Re: [PATCH RFC 6/7] sched: cfs: cpu frequency scaling based on task placement

From: Dietmar Eggemann
Date: Mon Oct 27 2014 - 13:42:10 EST


Hi Mike,

On 22/10/14 07:07, Mike Turquette wrote:
> {en,de}queue_task_fair are updated to track which cpus will have changed
> utilization values as function of task queueing.

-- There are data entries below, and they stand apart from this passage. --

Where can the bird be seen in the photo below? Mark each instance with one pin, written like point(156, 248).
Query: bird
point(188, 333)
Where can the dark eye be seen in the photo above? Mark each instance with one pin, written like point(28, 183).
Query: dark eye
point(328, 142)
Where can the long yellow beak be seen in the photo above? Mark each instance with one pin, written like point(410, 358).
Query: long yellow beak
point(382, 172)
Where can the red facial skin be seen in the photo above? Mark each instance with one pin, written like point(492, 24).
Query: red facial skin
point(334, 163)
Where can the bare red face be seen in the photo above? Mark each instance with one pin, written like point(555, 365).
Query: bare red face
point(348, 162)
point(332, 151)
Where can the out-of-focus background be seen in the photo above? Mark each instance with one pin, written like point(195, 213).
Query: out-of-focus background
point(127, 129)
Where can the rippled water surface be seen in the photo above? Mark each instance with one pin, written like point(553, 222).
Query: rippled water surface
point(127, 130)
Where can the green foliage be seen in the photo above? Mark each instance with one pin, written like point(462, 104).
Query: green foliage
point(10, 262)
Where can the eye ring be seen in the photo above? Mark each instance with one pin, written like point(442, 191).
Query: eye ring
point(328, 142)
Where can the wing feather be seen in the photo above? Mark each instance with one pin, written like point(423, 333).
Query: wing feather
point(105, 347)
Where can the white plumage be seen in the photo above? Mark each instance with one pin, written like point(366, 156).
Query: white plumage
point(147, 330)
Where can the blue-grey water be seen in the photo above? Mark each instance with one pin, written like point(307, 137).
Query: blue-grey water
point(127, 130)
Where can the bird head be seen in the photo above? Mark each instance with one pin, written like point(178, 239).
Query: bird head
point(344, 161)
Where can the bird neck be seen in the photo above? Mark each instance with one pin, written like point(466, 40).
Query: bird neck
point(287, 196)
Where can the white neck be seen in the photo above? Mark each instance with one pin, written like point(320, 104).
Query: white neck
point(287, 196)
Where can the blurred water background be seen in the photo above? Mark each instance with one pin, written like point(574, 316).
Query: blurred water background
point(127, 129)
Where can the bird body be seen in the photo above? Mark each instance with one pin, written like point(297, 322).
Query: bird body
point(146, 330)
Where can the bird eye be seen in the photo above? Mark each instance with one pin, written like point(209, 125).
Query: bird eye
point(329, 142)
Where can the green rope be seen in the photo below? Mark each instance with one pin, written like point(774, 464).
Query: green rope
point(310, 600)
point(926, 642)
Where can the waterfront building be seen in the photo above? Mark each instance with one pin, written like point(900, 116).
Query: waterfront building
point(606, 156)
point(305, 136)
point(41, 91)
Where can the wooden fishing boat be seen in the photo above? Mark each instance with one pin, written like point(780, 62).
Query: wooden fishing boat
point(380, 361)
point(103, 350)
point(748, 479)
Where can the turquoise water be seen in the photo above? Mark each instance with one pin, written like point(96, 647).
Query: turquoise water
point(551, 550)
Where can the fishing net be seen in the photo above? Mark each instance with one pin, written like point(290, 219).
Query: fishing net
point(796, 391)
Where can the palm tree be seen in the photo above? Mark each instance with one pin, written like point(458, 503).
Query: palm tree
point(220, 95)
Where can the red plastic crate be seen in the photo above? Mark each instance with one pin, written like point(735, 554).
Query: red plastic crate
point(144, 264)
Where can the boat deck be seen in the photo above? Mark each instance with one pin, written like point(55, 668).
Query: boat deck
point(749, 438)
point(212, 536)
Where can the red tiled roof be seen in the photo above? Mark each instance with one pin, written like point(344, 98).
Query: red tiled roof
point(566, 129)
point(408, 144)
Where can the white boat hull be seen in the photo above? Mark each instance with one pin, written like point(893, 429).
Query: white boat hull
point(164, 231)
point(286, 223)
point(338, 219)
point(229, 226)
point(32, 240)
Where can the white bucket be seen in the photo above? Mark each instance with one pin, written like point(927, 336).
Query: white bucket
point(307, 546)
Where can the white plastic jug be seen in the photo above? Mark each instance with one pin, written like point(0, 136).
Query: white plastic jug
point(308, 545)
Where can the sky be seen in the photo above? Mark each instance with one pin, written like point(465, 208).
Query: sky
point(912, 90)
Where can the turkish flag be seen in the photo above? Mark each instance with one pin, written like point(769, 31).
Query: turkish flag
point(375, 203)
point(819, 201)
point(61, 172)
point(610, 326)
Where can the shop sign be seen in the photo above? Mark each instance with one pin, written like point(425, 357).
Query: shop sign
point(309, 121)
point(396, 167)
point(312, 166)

The sentence is a little bit misleading. We update the se utilization
contrib and the cfs_rq utilization in {en,de}queue_task_fair for a
specific se and a specific cpu = rq_of(cfs_rq_of(se))->cpu .

> The affected cpus are
> passed on to arch_eval_cpu_freq for further machine-specific processing
> based on a selectable policy.

I'm not sure if separating the evaluation and the setting of the cpu
frequency makes sense. You could evaluate and possibly set the cpu
frequency in one go. Right now you evaluate if the cfs_rq utilization
exceeds the thresholds for the current index every time a task is
enqueued or dequeued but that's not necessary since you only try to set
the cpu frequency in the softirq. The history (and the future if we
consider blocked utilization) is already captured in the cfs_rq
utilization itself.

>
> arch_scale_cpu_freq is called from run_rebalance_domains as a way to
> kick off the scaling process (via wake_up_process), so as to prevent
> re-entering the {en,de}queue code.

The name is misleading from the viewpoint of the CFS sched class. The
original scaling function of the CFS scheduler
(arch_scale_{freq,smt/cpu,rt}_capacity) scale capacity based on
frequency, uarch or rt. So your function should be call
arch_scale_util_cpu_freq or even better arch_set_cpu_freq.

>
> All of the call sites in this patch are up for discussion. Does it make
> sense to track which cpus have updated statistics in enqueue_fair_task?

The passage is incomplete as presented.